Mission is corporate, not community, hospital
Back in the 1950s, when a police officer was shot and lay dying, we had no hospital to rush him to. The incident helped galvanize the community to build a hospital. We called it South Coast Community Hospital. The key word, of course, was and is "community."
Residents chipped in. Some gave pennies. Some gave thousands. Pete Peterman, who lived in the canyon, threw together a spaghetti dinner, which he cooked himself for hundreds and sold for $2 a plate. He gave all the money to the hospital building fund.
That is how a community hospital gets built. When you phoned the hospital, a cheery voice would chirp: "South Coast Community, how may I help you?"
Eventually, the hospital was sold to Adventist, which permitted the plant to deteriorate. When Mission took over the hospital from Adventist, the word "community" was waylaid. The Mission people held a meeting to hear comments from residents. I suggested the name include the word "community." Mission Community Hospital of Laguna Beach. "Community" did not make the final cut.
I do not denigrate Mission and its excellent emergency room. I do not argue with the efficient lab where I go for blood draws. But I expect more. I think back to that wounded cop and how the city responded when he died. We built a community hospital.
So today we are stuck with a hospital that is not a community hospital, but a corporate hospital. It calls itself a nonprofit, but you could have fooled me. As you know, Mission now owns 8 acres of land the city and the Laguna Canyon Foundation wanted to buy for open space.

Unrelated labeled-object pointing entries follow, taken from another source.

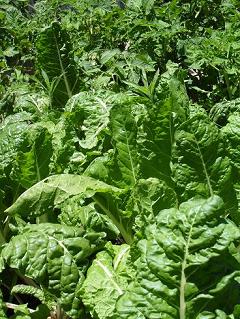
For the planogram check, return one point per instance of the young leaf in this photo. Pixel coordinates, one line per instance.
(109, 267)
(124, 133)
(54, 255)
(199, 162)
(54, 53)
(54, 190)
(185, 266)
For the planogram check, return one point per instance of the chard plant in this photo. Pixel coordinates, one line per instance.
(119, 163)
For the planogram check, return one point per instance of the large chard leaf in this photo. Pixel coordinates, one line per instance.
(54, 190)
(163, 116)
(73, 213)
(106, 280)
(148, 197)
(91, 114)
(54, 53)
(2, 307)
(185, 266)
(32, 162)
(51, 192)
(124, 134)
(54, 256)
(231, 134)
(12, 135)
(199, 163)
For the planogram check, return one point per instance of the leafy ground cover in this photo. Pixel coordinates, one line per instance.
(120, 159)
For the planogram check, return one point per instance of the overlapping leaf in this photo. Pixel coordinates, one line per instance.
(200, 165)
(105, 282)
(186, 265)
(54, 256)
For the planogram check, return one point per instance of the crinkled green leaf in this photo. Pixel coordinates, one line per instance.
(124, 134)
(54, 54)
(184, 265)
(51, 192)
(54, 190)
(36, 292)
(2, 307)
(163, 116)
(31, 166)
(231, 135)
(93, 117)
(12, 135)
(73, 213)
(54, 255)
(200, 165)
(105, 282)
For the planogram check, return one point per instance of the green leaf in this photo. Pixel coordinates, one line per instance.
(54, 190)
(51, 192)
(163, 117)
(32, 165)
(92, 116)
(54, 54)
(184, 266)
(73, 213)
(12, 135)
(124, 134)
(2, 307)
(231, 136)
(200, 166)
(109, 268)
(54, 256)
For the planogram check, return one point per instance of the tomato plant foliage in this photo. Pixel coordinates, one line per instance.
(119, 159)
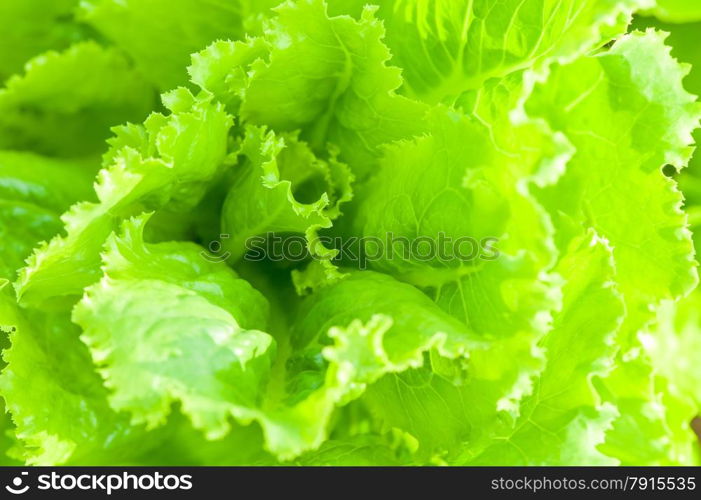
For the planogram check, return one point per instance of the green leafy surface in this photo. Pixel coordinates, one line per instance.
(493, 205)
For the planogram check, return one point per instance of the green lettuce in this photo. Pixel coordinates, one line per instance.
(494, 207)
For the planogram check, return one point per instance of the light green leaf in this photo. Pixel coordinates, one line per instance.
(198, 348)
(66, 102)
(338, 87)
(564, 419)
(58, 404)
(627, 114)
(30, 27)
(677, 11)
(169, 162)
(447, 47)
(34, 191)
(281, 187)
(160, 35)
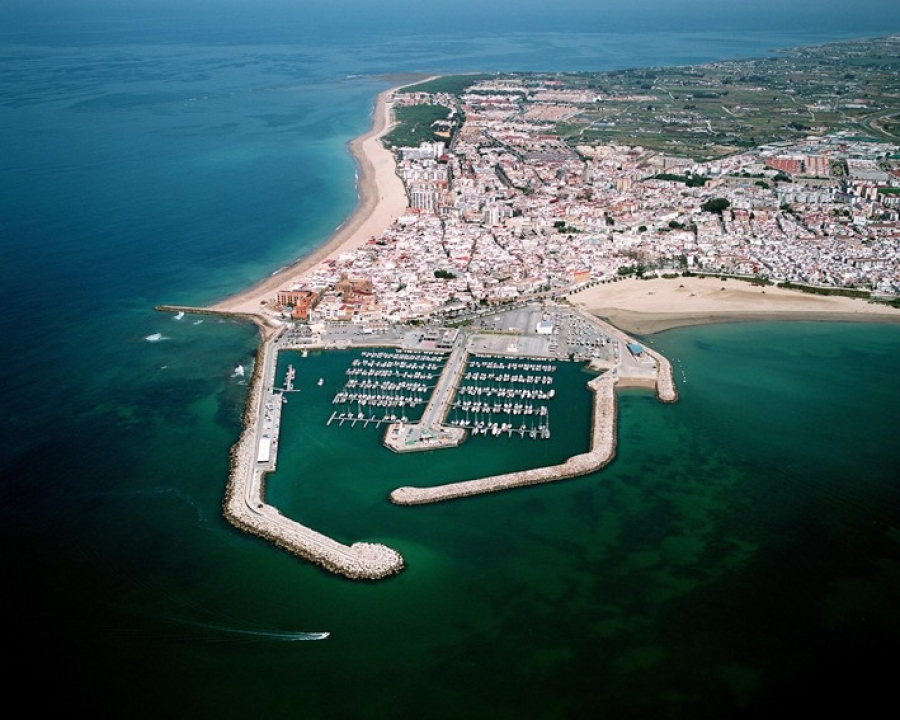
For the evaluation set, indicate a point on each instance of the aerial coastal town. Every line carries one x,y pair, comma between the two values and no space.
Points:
518,194
502,208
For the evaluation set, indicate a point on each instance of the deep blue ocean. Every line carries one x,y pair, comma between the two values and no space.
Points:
740,556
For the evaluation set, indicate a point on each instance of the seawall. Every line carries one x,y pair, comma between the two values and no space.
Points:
603,449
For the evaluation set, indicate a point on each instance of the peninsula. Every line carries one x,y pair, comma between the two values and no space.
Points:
515,197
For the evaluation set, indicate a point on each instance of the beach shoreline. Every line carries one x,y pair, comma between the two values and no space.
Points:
382,199
645,307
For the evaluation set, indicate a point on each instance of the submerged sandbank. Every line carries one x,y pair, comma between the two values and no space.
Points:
648,306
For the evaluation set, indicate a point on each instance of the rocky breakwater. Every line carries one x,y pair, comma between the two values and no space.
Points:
603,448
666,391
245,508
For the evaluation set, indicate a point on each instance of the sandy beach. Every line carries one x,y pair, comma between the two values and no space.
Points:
648,306
636,306
382,199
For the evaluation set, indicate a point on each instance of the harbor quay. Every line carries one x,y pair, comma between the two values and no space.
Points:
603,444
521,343
245,506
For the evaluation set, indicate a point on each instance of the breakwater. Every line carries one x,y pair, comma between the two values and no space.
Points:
244,504
603,447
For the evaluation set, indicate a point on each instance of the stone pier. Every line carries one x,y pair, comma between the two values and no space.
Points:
246,509
603,448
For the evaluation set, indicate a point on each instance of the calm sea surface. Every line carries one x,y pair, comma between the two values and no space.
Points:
742,554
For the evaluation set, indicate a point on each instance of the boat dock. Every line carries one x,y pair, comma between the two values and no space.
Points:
603,443
245,506
430,432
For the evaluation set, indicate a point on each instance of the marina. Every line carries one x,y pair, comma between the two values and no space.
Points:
502,397
385,387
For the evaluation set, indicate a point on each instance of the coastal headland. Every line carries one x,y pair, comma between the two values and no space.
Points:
394,217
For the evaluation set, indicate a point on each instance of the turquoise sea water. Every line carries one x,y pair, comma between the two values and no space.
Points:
741,554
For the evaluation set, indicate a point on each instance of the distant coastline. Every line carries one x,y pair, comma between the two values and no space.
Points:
382,199
645,307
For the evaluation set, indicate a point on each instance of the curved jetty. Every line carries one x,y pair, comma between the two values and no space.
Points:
246,509
603,449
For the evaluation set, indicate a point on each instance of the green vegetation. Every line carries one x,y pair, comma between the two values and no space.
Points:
689,180
414,125
452,84
813,290
709,111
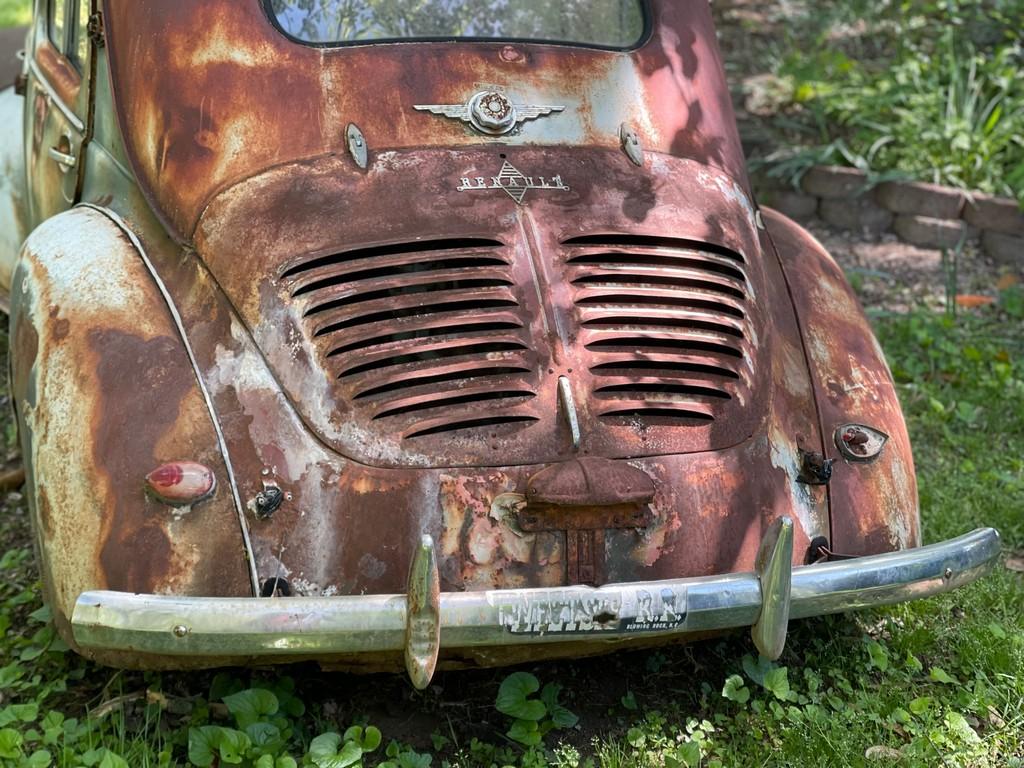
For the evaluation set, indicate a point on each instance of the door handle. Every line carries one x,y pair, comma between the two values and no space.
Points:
65,160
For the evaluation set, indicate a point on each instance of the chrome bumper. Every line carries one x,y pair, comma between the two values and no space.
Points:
423,621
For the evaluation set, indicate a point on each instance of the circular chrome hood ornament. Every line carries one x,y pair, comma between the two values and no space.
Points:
491,112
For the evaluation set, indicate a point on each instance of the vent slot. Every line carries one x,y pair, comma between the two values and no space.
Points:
422,333
423,338
457,426
464,399
666,367
656,260
455,285
359,275
419,248
414,381
683,345
479,350
660,387
647,241
658,414
384,315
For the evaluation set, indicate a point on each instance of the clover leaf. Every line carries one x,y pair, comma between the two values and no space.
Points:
513,697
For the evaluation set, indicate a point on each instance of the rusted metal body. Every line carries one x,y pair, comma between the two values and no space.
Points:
574,352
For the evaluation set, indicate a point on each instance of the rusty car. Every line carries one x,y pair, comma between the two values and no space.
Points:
436,335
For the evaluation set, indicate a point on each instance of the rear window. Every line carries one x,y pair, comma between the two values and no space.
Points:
607,24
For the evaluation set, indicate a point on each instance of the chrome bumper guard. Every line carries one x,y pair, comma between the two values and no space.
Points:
425,620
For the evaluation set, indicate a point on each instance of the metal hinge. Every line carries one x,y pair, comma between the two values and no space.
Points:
95,29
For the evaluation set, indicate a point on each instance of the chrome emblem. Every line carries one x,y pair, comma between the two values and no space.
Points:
513,182
489,112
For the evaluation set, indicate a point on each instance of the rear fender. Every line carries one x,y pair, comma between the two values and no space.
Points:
104,392
873,506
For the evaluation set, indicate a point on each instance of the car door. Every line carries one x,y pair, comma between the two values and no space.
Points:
56,105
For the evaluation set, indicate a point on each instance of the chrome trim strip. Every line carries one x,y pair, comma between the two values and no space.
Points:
70,116
221,442
226,628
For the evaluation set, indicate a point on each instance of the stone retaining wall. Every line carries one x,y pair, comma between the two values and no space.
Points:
926,215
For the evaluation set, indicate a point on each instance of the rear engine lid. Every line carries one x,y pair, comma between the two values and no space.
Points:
499,308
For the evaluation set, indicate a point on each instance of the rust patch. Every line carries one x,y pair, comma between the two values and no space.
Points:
873,506
142,383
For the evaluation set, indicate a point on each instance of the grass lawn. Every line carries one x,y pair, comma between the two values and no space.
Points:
935,682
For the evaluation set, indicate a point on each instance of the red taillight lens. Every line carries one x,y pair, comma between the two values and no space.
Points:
181,483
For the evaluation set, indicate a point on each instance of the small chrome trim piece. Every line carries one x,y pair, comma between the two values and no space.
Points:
774,569
221,442
630,142
70,116
214,629
568,409
423,619
356,145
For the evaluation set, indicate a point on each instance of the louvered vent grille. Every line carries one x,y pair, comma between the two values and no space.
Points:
424,338
667,326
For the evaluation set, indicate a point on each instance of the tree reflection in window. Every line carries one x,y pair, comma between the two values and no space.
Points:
606,23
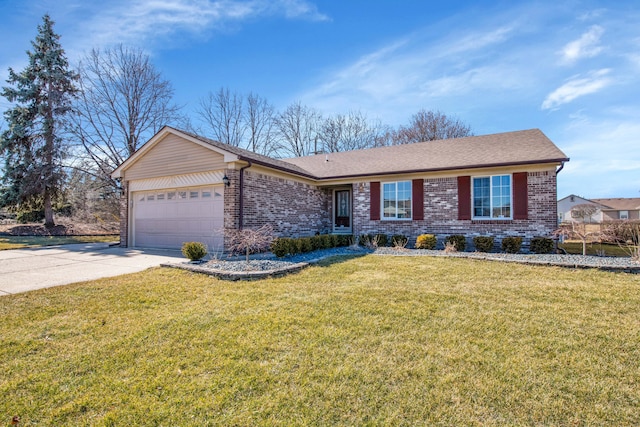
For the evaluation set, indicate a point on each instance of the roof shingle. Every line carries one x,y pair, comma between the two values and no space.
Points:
511,148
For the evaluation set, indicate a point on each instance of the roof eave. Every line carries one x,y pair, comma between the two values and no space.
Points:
442,169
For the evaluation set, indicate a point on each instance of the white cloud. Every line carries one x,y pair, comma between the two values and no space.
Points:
575,87
157,20
587,46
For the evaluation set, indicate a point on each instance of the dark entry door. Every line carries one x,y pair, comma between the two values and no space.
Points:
342,210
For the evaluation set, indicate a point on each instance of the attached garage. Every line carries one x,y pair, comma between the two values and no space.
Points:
176,192
167,218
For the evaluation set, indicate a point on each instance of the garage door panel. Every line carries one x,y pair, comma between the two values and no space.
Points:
168,218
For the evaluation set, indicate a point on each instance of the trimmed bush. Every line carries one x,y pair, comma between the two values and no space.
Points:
195,251
25,217
364,239
458,240
382,239
541,245
426,241
483,243
399,240
512,244
281,246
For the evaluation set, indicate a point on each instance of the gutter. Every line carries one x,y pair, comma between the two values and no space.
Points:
241,205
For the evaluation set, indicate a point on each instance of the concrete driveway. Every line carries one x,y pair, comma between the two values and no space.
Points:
23,270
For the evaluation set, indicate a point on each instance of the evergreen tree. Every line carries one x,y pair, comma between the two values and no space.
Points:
32,144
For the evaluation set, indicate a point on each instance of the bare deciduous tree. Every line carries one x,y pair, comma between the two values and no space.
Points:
430,126
124,101
626,234
578,225
298,128
222,112
349,132
259,117
250,241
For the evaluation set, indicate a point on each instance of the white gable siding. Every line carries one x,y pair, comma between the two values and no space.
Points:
175,156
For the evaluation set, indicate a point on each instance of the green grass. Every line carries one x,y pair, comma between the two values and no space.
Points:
366,341
20,242
575,247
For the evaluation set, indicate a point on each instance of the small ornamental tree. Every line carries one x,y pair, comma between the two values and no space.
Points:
577,225
32,145
626,234
250,241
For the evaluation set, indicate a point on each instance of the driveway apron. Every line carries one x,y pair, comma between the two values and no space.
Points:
23,270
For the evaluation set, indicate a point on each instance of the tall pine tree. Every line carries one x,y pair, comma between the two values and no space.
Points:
33,143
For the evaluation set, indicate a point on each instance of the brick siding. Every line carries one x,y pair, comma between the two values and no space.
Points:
441,213
293,208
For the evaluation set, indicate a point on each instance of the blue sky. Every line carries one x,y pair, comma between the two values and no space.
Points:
570,68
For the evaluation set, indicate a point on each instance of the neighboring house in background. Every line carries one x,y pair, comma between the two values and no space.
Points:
183,187
619,208
608,209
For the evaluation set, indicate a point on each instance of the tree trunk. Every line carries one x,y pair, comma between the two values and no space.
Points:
48,210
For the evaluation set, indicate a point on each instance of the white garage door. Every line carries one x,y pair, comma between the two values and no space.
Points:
168,218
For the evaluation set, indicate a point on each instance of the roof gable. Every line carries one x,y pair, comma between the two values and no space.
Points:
511,148
504,149
620,203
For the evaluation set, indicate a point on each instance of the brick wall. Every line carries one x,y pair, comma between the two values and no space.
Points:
293,208
441,213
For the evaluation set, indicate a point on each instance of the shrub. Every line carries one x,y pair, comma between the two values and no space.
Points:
512,244
458,240
26,216
399,240
304,244
541,245
317,241
282,246
483,243
382,239
344,239
365,239
426,241
195,251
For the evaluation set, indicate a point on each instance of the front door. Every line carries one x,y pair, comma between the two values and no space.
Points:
342,211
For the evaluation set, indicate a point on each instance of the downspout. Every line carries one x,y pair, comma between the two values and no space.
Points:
241,205
556,238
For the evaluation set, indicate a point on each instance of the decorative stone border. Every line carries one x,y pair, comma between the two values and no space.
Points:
240,275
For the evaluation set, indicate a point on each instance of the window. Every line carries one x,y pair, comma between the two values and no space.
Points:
396,200
492,197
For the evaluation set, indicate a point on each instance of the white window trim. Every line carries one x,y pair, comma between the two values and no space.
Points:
490,218
382,217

When Mission learned of the pending deal it rushed in a bid of its own. Strange behavior for an institution that came into town billing themselves as a good neighbor.
I do not want to see valuable land whittled away, chaparral destroyed, open space strangled. That's what land rapists do. Not a hospital. We wanted open space, room to breathe, room free of clutter, room to connect to hiking trails. Mission wanted property.
I feel duped. Mission was riding to the rescue. Does this not remind you of another banner unfurled, another boast of good tiding?
I believed in Mission. Then it revealed its corporate soul.